Josselyn exhales deeply and closes her eyes. When she opens them again, her hazel eyes appear sad and distant. “Well, I sort of lost my jobs recently and without them, I couldn’t afford my rent,” she says in her small voice.

“Why did you lose your jobs?”

She smiles at me, but the smile doesn’t reach her eyes. “That night, I lost the catering job because I voluntarily left the job to tend to your injury.”

“Wait, what? You lost your job over that? Why didn’t you tell me?”

“It wasn’t your fault, Travis. I chose to leave with you and come here. I knew exactly what I was doing - what I wanted that night.”

Knowing that Josselyn knew what was going to happen when we reached my apartment that night and still chose to be with me - over her job, her income - was a heady feeling. “You said jobs. What about the other?”

“I was a waitress as a café in St. Charles during the day. When I started throwing up all the time, I started calling in sick. They let me go after missing three consecutive days of work.”

“They can’t do that! It’s illegal!” I exclaim, fury raging through my body.
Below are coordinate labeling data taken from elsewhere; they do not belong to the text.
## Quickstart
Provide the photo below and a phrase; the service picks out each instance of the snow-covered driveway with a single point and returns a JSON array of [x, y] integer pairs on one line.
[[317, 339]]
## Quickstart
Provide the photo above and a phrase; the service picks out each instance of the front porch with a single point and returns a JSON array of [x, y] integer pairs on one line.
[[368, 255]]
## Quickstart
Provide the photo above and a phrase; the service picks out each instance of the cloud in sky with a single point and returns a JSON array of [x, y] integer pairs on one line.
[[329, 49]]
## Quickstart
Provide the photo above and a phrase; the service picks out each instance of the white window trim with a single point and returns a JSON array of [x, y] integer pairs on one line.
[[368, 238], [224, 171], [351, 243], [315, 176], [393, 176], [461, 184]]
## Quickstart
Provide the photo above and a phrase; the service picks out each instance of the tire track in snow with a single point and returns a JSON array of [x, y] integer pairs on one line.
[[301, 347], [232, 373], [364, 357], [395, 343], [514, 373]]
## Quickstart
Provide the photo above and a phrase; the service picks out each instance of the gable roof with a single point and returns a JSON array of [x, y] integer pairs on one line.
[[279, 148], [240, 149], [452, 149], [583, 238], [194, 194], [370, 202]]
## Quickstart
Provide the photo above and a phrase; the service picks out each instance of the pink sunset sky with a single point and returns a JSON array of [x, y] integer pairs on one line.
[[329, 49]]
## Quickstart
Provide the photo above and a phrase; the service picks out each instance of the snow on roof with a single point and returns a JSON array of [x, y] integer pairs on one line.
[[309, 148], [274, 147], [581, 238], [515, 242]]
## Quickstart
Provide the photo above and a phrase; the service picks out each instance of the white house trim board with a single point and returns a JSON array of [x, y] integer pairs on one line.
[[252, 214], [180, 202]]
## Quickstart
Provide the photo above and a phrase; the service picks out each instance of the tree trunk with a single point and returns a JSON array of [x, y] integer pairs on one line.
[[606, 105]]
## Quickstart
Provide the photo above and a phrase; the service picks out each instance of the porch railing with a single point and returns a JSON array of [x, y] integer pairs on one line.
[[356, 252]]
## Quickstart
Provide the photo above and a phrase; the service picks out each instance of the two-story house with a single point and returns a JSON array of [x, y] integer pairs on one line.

“They can do that, Travis, and they did. It’s okay, though. There’s more jobs. That’s the good thing about waitressing. There’s always something else. Bars. Restaurants. Cafés. There’s plenty of openings for waitresses if you just look.”

“So tell me about your apartment. Why are you moving?”

“Can’t pay rent without a job. Yesterday was the last day before I was forcefully evicted. Matty and I loaded up all of my stuff and put it in storage.”